Excerpts from Jim Conrad's
Naturalist Newsletter

Western Trillium, TRILLIUM OVATUM

from the the April 19, 2009 Newsletter, issued from the Siskiyou Mountains west of Grants Pass, Oregon:
A DRIFT OF TRILLIUMS

I'd never heard anyone refer to a "drift" of anything until on the Internet I was checking out the gorgeous, white-blossomed wildflower shown above.

That's the Western Trillium, TRILLIUM OVATUM, which at least one wildflower fancier calls the "most beautiful of all native flowers." I've run into several authors referring to "drifts" of them.
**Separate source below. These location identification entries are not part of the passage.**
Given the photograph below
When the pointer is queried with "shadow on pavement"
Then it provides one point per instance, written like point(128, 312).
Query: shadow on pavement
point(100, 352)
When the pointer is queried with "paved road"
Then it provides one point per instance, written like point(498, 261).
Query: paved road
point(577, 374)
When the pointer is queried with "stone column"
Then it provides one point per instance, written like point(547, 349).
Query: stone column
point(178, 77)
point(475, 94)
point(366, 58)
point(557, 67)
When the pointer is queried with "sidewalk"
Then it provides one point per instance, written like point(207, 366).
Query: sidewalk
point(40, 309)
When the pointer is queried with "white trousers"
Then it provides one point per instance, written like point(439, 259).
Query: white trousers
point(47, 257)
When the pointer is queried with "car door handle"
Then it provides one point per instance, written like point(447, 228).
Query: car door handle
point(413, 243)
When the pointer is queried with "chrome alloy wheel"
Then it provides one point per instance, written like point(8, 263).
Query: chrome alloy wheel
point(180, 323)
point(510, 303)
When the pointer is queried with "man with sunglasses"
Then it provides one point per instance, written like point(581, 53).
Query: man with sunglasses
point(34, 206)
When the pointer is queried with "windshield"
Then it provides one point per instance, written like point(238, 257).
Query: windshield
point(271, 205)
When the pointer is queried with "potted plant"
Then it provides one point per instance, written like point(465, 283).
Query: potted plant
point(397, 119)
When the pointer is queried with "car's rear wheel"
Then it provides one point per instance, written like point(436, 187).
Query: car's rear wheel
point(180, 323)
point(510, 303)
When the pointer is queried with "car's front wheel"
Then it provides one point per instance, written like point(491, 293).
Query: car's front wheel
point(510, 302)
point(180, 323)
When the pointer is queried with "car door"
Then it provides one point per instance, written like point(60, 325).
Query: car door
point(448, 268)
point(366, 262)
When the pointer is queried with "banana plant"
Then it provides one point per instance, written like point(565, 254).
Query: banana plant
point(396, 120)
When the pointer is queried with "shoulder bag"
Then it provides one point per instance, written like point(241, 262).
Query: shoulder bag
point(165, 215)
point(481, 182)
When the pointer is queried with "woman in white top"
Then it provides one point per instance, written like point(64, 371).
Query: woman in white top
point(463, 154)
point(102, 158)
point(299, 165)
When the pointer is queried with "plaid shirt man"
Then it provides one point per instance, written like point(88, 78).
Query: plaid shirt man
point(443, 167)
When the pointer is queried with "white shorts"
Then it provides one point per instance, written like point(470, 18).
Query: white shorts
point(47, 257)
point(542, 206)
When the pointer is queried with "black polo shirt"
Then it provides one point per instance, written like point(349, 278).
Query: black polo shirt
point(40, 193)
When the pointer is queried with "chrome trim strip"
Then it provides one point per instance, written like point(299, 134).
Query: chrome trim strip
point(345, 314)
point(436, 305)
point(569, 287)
That's an evocative term and when you see large numbers of them nodding gracefully in an afternoon wind among frilly ferns in a moist, forest grove, "drift" seems a good word to apply to them -- though I'd be just as happy referring to a "diffusion" of them, or maybe a "chiming," a "fragrance" or even a "murmuring."

A few weeks ago in Mississippi I introduced you to our common trillium species there, which was very different. Its blossom was dark maroon, the flower wasn't "stalked" with a stem between it and the three leaves below it (as with our Western Trillium), and it was endemic to a tiny part of the country. Our white- flowered Western Trillium here occurs widely from British Columbia to California east to Montana and Idaho. I read that its petals turn purple as the flower ages. At this early stage of blooming I find only white flowers and few pink ones.

All my older manuals and field guides place trilliums in the Lily Family, but nowadays they're separated into their own Trillium Family, the Trilliaceae. I can understand why, if only because it's such a novelty for a plant to consist of a whorl of three leaves at the summit of a stem, where a single flower arises. I can't think of anything else like it.

The Trilliaceae comprises six genera of which only the genus Trillium occurs in North America -- except for the monotypic (only one species in the genus), endemic genus Pseudotrillium, which occurs, of all places, "in the Siskiyou Mountains of California and Oregon." I'll sure be looking for that one!